A shooting attack on June 17, 2015, at the Emanuel African Methodist Episcopal Church in Charleston, South Carolina, killed nine people. In this photo, members of the church choir sing during the church's Watch Night service on Dec. 31, 2012. Reuters/Randall Hill

The deadly shooting that occurred at a historic black church in South Carolina came as state lawmakers were fighting to safeguard the rights of law-abiding South Carolinians to keep and bear arms. A gunman opened fire at the Emanuel African Methodist Episcopal Church in downtown Charleston during a bible study Wednesday night, killing nine people. Police found three survivors Thursday morning, including a 5-year-old child who reportedly played dead to escape the gunman.

Republican lawmakers have moved to expand gun rights for South Carolinians in recent months. The state's House of Representatives approved a bill in April to allow the concealed carry of handguns without permits in the state. However, the proposal fell short last month in a Senate subcommittee, which decided more hearings were needed before voting on the bill next year.

Republican Rep. Mike Pitts, who sponsored the bill, argued law-abiding South Carolinians who can legally purchase a gun should be allowed to carry concealed weapons without permits just as criminals already do. “Felons and domestic abusers already do; this simply recognizes your constitutional right combined with two federal Supreme Court rulings,” Pitts said in a post on his Facebook.

In March, Republican Sen. Tom Corbin introduced a bill that would make every “able-bodied citizen” who is over 17 part of South Carolina’s “unorganized militia.” The bill would essentially protect all responsible firearm owners from strict federal gun legislation, such as bans on so-called military-style weapons or high-capacity ammunition magazines.

“It’s not the gun’s fault; it’s never the gun’s fault,” Corbin told the Charleston Post and Courier in a January interview. “It’s the person. But everybody wants to come down on the gun, and I’ve never thought that was right.”

Almost every state in the nation has a constitutional provision granting its citizens the right to bear arms, but only a few -- such as Hawaii and Alaska -- include the concept of a militia into the state law, according to Courthouse News Service in Charleston.

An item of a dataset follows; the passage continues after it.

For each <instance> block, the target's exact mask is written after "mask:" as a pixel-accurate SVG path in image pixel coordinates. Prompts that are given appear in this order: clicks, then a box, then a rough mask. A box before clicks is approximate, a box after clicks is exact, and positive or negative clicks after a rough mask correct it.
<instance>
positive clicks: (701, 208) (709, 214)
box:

South Carolina law requires a safety standard for handguns, and retailers selling handguns must obtain a state license. However, the state does not currently regulate the transfer or possession of assault weapons, 50-caliber rifles or high-capacity magazines. A background check is not required prior to the transfer of a firearm in the state nor is the reporting of mental health information. Firearm owners in South Carolina do not need to obtain a license, register guns or report lost or stolen firearms, and there is no limit on the number of guns that may be purchased at one time.